In the letter, Linklater points out that in the more than 35 years Kornegay has been “subjecting dogs to this torment—for which animals are caged, often alone, in barren metal cells and their muscles are stretched and torn—he’s failed to produce a cure or even a treatment that reverses symptoms of the disease in humans.”
“There’s no doubt in my mind that a cure must be found for MD, but these experiments are purposefully bringing dogs into the world in order to subject them to a shortened life of pain, misery, and neglect,” Linklater’s letter states. “I’m urging you to end these experiments and release the dogs for adoption so that they can live out their remaining days in comfort.”
Kornegay’s controversial practices have previously come under fire from animal welfare activists. But Kornegay’s research has also been targeted by MD patients who invested in the testing with the hopes of finding a cure. Decades of resources and lives have been poured into the unsuccessful experiments that have thus far made no scientific nor medical advances.

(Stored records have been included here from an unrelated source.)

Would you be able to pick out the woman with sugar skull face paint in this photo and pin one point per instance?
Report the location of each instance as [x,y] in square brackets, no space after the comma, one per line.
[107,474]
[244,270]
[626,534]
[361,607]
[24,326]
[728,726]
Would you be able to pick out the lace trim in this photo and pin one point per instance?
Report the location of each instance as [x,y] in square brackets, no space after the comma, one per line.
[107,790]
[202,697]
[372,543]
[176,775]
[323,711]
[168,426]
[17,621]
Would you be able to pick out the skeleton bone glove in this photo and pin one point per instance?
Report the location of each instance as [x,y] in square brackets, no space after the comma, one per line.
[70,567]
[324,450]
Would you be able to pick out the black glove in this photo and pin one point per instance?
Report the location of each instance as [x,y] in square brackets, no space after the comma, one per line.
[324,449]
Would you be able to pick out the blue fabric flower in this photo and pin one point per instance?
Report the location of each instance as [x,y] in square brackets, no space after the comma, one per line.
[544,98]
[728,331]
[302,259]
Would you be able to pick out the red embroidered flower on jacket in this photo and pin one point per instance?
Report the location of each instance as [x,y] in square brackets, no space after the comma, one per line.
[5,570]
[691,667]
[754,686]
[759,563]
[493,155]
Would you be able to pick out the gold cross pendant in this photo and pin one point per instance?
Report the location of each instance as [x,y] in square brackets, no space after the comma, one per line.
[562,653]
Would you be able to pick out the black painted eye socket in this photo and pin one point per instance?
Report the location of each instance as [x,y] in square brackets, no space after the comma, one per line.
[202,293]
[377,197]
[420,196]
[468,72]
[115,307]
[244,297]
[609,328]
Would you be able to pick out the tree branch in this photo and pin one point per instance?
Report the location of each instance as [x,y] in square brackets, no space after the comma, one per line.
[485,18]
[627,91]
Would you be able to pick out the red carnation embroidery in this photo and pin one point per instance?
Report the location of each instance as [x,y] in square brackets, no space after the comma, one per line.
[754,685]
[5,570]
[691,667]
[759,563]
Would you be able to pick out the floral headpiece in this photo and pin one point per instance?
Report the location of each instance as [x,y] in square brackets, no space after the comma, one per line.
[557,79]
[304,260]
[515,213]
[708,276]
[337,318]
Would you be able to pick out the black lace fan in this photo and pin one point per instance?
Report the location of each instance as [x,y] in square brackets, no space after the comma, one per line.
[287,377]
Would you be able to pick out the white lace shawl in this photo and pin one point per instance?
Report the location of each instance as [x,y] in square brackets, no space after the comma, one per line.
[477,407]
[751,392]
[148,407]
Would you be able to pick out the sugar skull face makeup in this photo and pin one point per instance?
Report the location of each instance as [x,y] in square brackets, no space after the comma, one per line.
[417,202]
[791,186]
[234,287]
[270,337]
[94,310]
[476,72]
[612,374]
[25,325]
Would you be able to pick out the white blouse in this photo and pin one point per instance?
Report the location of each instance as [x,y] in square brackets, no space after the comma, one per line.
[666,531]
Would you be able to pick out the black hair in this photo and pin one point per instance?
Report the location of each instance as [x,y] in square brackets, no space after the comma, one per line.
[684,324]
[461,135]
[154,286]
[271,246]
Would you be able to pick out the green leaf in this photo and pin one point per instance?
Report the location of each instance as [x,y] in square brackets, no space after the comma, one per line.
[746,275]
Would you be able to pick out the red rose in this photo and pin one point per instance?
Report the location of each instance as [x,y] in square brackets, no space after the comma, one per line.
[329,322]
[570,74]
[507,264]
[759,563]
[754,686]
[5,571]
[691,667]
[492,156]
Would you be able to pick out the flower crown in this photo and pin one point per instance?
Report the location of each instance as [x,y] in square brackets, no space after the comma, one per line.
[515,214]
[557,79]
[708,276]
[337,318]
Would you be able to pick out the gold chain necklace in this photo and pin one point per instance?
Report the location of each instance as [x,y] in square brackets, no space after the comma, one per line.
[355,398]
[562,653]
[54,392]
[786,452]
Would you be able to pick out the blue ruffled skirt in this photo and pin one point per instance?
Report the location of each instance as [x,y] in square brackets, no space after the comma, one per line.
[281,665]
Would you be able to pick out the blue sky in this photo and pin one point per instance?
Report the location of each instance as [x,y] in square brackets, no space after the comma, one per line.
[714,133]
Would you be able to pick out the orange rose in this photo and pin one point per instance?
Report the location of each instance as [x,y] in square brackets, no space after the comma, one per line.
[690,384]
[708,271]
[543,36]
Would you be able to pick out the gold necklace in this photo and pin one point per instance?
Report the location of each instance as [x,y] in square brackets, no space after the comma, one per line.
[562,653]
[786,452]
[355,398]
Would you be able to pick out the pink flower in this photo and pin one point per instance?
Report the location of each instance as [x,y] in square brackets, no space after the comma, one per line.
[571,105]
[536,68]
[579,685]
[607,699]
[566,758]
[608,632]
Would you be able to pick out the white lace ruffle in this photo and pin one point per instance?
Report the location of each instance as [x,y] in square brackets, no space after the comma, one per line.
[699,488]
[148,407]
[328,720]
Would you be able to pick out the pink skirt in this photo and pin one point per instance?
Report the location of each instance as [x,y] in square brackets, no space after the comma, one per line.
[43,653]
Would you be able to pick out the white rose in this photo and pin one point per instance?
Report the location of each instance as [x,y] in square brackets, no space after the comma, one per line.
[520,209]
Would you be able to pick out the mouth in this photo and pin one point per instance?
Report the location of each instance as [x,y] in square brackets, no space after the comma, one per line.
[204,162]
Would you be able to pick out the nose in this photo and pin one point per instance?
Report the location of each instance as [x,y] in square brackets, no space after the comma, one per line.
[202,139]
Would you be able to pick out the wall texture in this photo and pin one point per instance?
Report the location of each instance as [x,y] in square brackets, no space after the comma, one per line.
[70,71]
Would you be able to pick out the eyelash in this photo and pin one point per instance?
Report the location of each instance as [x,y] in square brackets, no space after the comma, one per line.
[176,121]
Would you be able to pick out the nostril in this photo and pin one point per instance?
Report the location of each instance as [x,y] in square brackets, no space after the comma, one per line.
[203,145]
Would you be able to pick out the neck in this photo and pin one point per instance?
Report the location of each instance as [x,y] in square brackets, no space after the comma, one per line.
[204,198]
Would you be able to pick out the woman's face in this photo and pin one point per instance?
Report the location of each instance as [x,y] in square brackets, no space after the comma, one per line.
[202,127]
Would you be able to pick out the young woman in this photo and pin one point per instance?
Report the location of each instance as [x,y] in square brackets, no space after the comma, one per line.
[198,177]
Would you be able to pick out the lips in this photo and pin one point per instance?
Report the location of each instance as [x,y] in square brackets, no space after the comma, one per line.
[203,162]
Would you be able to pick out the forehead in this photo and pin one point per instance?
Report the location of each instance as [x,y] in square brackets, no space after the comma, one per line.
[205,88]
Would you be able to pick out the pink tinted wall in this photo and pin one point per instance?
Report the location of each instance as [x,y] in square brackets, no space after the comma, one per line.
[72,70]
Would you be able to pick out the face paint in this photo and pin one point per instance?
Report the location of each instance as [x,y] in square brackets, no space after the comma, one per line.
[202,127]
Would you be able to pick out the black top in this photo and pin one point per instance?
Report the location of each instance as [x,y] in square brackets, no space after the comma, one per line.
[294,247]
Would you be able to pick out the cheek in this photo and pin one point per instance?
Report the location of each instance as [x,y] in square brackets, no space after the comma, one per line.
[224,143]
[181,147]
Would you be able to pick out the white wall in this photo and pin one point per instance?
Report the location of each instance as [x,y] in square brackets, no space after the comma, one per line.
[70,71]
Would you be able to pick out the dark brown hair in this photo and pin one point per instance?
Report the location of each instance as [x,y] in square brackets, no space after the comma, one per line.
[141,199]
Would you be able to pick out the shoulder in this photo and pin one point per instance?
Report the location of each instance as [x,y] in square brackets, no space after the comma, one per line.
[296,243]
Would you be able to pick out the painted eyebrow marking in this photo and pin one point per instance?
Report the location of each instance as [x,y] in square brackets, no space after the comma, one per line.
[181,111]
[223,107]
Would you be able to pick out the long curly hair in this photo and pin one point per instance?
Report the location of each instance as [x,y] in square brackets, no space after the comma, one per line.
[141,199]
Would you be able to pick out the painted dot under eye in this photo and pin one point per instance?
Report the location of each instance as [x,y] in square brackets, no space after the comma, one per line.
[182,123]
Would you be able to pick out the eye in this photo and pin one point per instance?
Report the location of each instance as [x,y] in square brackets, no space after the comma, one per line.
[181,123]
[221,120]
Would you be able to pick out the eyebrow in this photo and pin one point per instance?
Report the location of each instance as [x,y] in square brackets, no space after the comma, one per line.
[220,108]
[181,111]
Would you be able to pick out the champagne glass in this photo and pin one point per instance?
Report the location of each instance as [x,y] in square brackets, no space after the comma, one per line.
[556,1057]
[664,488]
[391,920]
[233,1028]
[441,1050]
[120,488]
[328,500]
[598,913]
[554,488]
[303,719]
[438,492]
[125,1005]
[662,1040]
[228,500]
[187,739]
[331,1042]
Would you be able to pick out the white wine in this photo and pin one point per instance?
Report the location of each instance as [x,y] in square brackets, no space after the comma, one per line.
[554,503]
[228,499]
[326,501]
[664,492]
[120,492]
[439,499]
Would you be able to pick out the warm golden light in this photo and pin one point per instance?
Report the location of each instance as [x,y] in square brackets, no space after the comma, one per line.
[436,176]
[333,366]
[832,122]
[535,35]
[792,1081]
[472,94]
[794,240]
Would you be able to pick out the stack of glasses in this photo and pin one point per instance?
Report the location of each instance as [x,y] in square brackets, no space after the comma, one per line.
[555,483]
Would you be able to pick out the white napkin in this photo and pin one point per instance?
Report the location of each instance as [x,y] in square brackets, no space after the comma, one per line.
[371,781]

It’s not the first time that animal testing practices have proven ineffective. According to PETA, 90 percent of National Institutes of Health animal experiments do not work. The unreliability of the practice led to the launch of a campaign aiming to end animal experimentation. It claims, “Human disease can only be examined properly using human tissue”.
But animal testing may be seeing its way out of medicine. A multitude of cruelty-free medical testing procedures such as the study of human cells “in vitro” and 3D biological imaging are gaining popularity within the scientific community.
PETA obtained graphic footage of Kornegay’s debilitating canine experiments where test dogs can be seen fighting to breathe, walk, and swallow. The evidence evoked other celebrities to speak out, too. Comedian and political commentator, Bill Maher, released a public statement in conjunction with PETA. And Ryan Tannehill, a TAMU graduate and quarterback for the Miami Dolphins, wrote to his alma mater in opposition of the outdated tests last year.